Option Pros Cons Cost
Dedicated backup server Full control, fast restore Hardware cost, maintenance $500-2000
NAS device (Synology/QNAP) Easy setup, RAID built-in Limited performance $500-1500
Cloud storage No hardware, off-site PII concerns, egress costs $50-200/month
Off-site co-location Disaster recovery, off-site Complexity, ongoing cost $100-500/month

Recommendation: NAS device initially (simple, cost-effective), with cloud backup for critical data pending security approval (OD-003).

Dependencies: - OD-003 (Cloud backup decision) affects this decision - Budget approval required

Next Steps: 1. Get budget approval for NAS hardware 2. Evaluate Synology vs QNAP options 3. Size storage for 1 year of images + 30 days of DB backups

Decision Owner: TBD Target Date: Before Phase 7


OD-003: Cloud Backup for Images (S3/Glacier)

Field Value
Status 🔴 Blocked
Priority Medium
Blocking Off-site disaster recovery
Source backup-disaster-recovery.md
Created 2025-12-29

Context: Cloud backup (AWS S3/Glacier) would provide off-site disaster recovery at low cost, but requires security approval due to PII in images (license plates, vehicle photos).

Options:

Option Pros Cons PII Risk
AWS S3 Reliable, scalable Cost, data leaves premises High
AWS Glacier Very cheap long-term Slow retrieval High
No cloud backup No PII concerns No off-site DR None
Encrypted cloud Off-site + protected Key management complexity Medium

Blocker: Security team review required before storing PII in cloud: - [ ] Security team review of PII implications - [ ] Legal review of data residency requirements - [ ] Compliance check (if applicable regulations) - [ ] Encryption key management plan - [ ] Access audit procedures - [ ] Incident response plan update

Next Steps: 1. Schedule security review meeting 2. Prepare PII data flow documentation 3. Draft encryption key management proposal

Decision Owner: Security Team Target Date: TBD (blocked on security review)

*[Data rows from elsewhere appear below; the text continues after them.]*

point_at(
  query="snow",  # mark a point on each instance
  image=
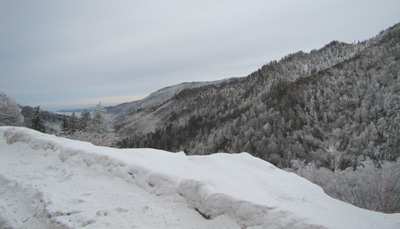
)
(51, 182)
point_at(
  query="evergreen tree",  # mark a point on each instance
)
(37, 123)
(73, 123)
(10, 113)
(64, 124)
(84, 120)
(99, 123)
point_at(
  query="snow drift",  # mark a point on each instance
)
(51, 182)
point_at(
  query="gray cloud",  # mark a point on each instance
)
(52, 52)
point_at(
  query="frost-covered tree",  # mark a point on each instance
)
(64, 124)
(99, 123)
(73, 123)
(37, 123)
(84, 120)
(10, 112)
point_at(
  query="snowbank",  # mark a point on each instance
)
(50, 182)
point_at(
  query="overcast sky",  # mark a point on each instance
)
(72, 54)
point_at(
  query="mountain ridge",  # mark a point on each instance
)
(315, 106)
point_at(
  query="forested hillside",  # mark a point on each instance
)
(334, 106)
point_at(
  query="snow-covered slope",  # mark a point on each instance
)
(158, 97)
(50, 182)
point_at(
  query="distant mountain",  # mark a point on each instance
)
(333, 106)
(51, 120)
(78, 110)
(155, 98)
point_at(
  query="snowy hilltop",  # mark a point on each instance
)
(51, 182)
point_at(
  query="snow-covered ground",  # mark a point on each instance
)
(50, 182)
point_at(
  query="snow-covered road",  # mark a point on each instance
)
(50, 182)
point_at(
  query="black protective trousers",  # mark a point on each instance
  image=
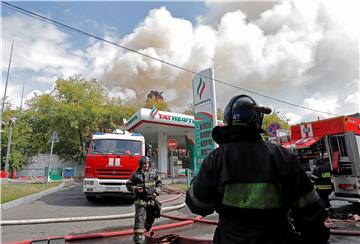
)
(144, 218)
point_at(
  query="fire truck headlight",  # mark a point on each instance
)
(89, 182)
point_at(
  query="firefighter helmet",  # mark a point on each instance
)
(243, 110)
(241, 113)
(143, 160)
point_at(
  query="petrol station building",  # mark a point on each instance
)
(158, 127)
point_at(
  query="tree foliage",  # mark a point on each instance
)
(75, 109)
(275, 118)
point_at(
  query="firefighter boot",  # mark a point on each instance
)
(147, 227)
(138, 239)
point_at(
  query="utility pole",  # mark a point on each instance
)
(3, 103)
(22, 95)
(54, 139)
(11, 125)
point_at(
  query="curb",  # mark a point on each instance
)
(32, 197)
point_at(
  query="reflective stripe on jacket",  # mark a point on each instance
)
(253, 185)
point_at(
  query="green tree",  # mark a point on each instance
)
(77, 108)
(275, 118)
(21, 141)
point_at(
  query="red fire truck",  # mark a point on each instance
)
(111, 160)
(336, 140)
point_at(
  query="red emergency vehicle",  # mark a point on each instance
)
(336, 140)
(111, 160)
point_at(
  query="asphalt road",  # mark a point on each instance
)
(70, 202)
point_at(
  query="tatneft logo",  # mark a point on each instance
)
(201, 88)
(154, 111)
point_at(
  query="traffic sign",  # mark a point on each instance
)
(273, 127)
(172, 144)
(54, 137)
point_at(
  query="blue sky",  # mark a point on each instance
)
(303, 52)
(114, 16)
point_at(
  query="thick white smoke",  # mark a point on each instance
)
(303, 52)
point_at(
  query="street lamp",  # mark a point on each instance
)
(11, 125)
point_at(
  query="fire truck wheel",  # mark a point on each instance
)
(91, 198)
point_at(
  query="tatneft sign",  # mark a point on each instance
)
(159, 117)
(205, 114)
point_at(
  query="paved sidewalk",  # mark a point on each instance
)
(35, 196)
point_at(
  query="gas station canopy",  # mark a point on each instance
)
(159, 126)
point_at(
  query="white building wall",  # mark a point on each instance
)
(162, 153)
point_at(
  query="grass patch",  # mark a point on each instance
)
(13, 191)
(178, 186)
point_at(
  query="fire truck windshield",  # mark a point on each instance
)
(113, 146)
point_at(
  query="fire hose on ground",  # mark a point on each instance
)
(184, 221)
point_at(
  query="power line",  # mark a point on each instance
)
(64, 26)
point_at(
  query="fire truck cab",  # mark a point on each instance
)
(337, 141)
(110, 162)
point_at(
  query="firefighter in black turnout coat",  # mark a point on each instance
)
(146, 185)
(260, 191)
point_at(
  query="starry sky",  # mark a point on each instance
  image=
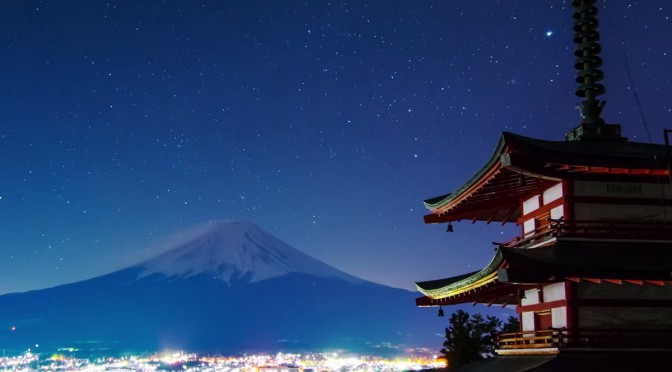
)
(125, 125)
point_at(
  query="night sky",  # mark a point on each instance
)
(127, 125)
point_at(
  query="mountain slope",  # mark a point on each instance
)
(238, 251)
(233, 289)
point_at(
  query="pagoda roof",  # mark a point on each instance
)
(521, 165)
(595, 261)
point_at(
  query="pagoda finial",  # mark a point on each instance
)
(588, 62)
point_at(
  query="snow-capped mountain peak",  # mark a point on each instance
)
(238, 251)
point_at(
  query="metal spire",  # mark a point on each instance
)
(589, 75)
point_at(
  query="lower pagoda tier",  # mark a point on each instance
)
(513, 270)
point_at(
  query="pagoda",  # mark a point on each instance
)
(592, 267)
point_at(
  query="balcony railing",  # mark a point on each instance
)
(587, 338)
(598, 230)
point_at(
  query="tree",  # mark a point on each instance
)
(471, 338)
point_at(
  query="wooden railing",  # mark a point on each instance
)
(624, 230)
(526, 340)
(587, 338)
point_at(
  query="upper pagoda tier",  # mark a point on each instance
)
(521, 165)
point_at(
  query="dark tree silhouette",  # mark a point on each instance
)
(471, 338)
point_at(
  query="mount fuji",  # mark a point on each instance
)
(233, 289)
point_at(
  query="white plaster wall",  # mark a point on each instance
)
(531, 204)
(624, 291)
(528, 321)
(559, 317)
(552, 193)
(529, 226)
(554, 292)
(531, 297)
(557, 212)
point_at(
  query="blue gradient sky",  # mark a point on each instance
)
(126, 124)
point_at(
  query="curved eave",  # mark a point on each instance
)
(441, 201)
(463, 283)
(520, 165)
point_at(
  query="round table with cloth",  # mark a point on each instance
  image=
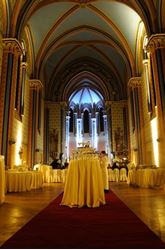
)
(84, 183)
(17, 181)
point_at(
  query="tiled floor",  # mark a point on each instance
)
(147, 204)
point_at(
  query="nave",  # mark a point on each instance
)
(148, 204)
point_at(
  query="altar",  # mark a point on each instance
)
(84, 183)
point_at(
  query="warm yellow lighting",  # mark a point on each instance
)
(18, 160)
(155, 140)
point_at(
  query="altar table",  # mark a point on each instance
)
(17, 181)
(84, 183)
(51, 175)
(2, 179)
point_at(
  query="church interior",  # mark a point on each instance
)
(82, 73)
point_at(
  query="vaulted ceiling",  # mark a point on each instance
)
(84, 41)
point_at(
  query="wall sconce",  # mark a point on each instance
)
(12, 141)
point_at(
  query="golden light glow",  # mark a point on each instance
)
(18, 160)
(154, 128)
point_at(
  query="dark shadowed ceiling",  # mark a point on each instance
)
(85, 42)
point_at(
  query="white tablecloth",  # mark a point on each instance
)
(2, 179)
(23, 181)
(150, 178)
(84, 184)
(51, 175)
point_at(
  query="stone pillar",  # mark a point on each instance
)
(64, 110)
(109, 127)
(35, 86)
(156, 49)
(75, 123)
(134, 85)
(10, 76)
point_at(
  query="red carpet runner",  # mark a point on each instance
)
(111, 226)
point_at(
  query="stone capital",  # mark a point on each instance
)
(156, 41)
(12, 45)
(135, 82)
(35, 84)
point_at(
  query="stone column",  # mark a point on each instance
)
(156, 49)
(109, 127)
(35, 86)
(10, 75)
(134, 85)
(64, 110)
(67, 136)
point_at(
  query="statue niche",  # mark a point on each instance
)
(53, 143)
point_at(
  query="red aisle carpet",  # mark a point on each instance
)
(111, 226)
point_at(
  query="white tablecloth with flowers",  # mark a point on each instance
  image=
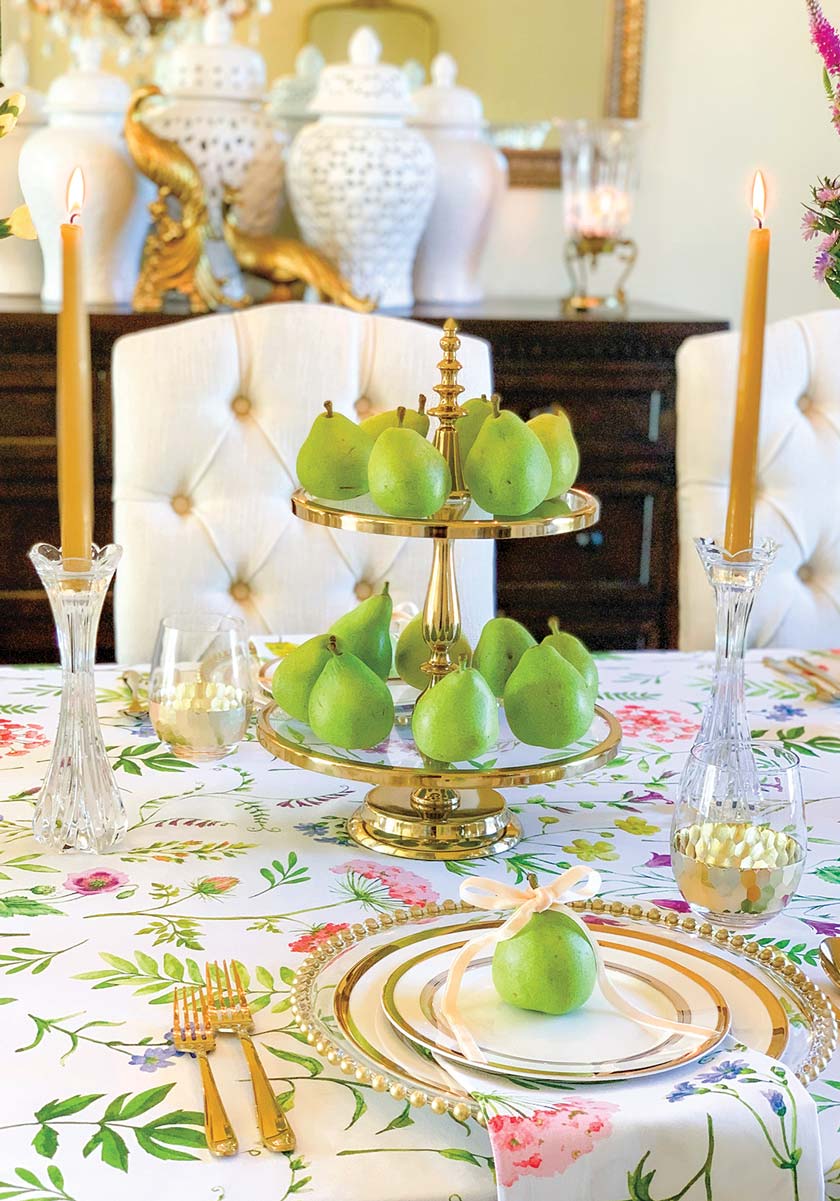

OD-004: MinIO Replication Strategy

Field Value
Status 🟡 Pending
Priority Low
Blocking None (can use mc mirror initially)
Source backup-disaster-recovery.md
Created 2025-12-29

Context: Need to decide between simple backup (mc mirror) vs real-time replication for MinIO image storage.

Options:

Option Pros Cons Use Case
mc mirror (daily) Simple, low resource Up to 24h data loss Basic backup
MinIO Replication Real-time, automatic failover Requires second MinIO High availability
Hybrid Best of both More complex Production recommendation

Recommendation: Start with mc mirror for POC; evaluate MinIO replication post-POC if HA requirements emerge.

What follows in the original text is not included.